Good point, eval() is slow. But whatever formatting is chosen, I hope you will never eval() PHP but include it directly. The good performance of PHP is when it's being included "normally".

Crell’s picture

It's not the speed that's the issue, it's the memory usage. include() for PHP has a very bad impact on memory usage.

catch’s picture

Would be useful to run these same benchmarks with both a much larger array, and a nested array. Not working on that at the moment but good to sanity check this (for both variation in speed and memory).

damien tournoud’s picture

On my limited testing, as soon as you are working on non trivial data structures, nothing beats serialize/unserialize. [not even igbinary_serialize/igbinary_unserialize, which is interesting].

json_encode/decode being faster is only true for trivial data structure, which probably means that it has a smaller fixed cost.

Crell’s picture

How trivial a data structure are we talking about? I expect *most* configuration objects will not be too outlandish, with a few outliers that are quite complex, eg, Views.
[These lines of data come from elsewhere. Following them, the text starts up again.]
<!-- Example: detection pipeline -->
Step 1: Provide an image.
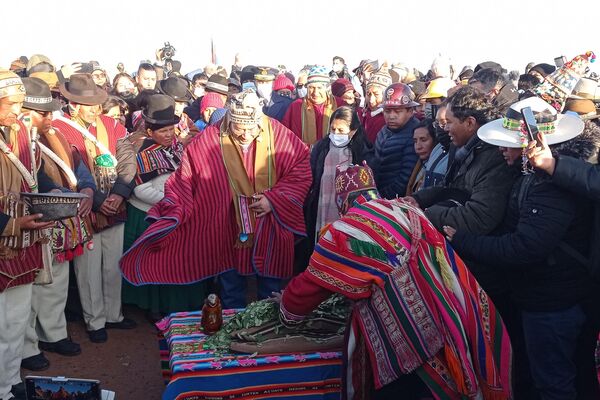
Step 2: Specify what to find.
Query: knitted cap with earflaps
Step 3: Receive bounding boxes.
[532,51,596,112]
[367,63,392,88]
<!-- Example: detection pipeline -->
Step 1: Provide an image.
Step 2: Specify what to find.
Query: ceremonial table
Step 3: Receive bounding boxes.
[157,310,342,400]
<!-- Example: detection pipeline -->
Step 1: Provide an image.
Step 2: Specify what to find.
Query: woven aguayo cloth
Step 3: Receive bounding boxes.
[157,310,342,400]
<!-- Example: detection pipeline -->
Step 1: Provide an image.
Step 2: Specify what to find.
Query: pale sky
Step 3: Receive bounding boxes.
[0,0,600,79]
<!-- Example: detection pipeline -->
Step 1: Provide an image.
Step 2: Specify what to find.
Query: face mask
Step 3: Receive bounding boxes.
[329,133,350,147]
[296,86,308,99]
[242,82,256,91]
[194,88,205,97]
[258,84,273,100]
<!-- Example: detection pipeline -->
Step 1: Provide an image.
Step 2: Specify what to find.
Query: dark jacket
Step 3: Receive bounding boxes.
[264,92,294,122]
[302,129,372,268]
[552,121,600,282]
[413,137,518,235]
[372,117,419,199]
[452,175,590,311]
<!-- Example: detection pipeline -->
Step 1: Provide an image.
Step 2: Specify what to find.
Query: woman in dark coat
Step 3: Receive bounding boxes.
[300,106,371,270]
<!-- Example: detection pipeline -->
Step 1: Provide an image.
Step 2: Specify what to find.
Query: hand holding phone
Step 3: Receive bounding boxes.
[521,107,542,147]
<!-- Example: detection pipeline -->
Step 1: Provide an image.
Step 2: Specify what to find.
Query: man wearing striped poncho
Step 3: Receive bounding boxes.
[280,166,512,400]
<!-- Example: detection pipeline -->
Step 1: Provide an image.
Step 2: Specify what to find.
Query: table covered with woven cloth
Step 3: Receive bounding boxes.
[157,310,342,400]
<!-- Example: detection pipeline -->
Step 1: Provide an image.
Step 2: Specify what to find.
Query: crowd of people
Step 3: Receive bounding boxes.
[0,51,600,400]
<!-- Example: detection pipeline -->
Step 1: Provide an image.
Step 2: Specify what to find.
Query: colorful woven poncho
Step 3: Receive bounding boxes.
[306,199,512,399]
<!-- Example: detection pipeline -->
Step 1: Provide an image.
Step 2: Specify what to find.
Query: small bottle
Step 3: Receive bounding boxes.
[200,293,223,335]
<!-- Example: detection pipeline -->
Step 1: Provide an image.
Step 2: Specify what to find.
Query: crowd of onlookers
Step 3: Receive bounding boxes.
[0,52,600,399]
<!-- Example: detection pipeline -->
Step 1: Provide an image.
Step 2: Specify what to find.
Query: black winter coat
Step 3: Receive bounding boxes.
[372,117,419,199]
[413,138,518,235]
[452,175,591,311]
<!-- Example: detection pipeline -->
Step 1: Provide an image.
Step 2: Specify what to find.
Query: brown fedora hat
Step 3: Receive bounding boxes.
[60,74,108,106]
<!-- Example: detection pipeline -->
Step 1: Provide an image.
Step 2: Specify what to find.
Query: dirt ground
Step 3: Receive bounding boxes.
[21,306,165,400]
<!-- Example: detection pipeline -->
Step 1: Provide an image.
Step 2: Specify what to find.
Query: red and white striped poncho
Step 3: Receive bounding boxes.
[120,119,311,285]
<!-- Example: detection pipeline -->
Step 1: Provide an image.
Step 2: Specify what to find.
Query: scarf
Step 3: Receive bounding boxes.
[219,117,276,247]
[302,94,337,146]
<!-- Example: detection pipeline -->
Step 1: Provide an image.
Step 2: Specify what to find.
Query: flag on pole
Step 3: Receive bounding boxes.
[210,38,217,65]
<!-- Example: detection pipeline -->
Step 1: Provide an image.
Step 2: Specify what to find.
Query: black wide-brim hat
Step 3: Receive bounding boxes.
[142,93,180,126]
[60,74,108,106]
[22,77,60,112]
[157,76,192,102]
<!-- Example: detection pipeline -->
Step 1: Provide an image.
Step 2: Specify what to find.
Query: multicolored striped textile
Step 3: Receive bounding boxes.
[121,119,310,285]
[157,310,342,400]
[135,138,183,185]
[307,198,512,400]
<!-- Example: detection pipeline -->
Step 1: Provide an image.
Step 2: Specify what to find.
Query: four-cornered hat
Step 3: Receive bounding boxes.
[477,97,583,148]
[421,78,456,99]
[206,74,229,96]
[142,93,179,126]
[60,74,108,106]
[157,76,192,102]
[254,67,278,82]
[23,77,60,111]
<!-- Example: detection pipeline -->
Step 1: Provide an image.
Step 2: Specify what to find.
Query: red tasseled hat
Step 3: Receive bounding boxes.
[200,92,223,113]
[273,74,295,92]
But I don't know what the balance point will be there.

catch’s picture

Relatively complex/large:

System table (although that is only partially configuration at the moment, there are things like schema version that are computed and can't be recalculated or configured, then there is some registry/caching like file locations and info.

Content types (split between custom storage and variables at the moment so usually bigger than the node_type table).

Fields.

Instances (particularly if the configuration object for instances ends up being for the bundle rather than separate objects).

gdd’s picture

Status: Active » Closed (fixed)

Given that we've chosen a file format I am closing this issue unless someone can come up with a good reason not to.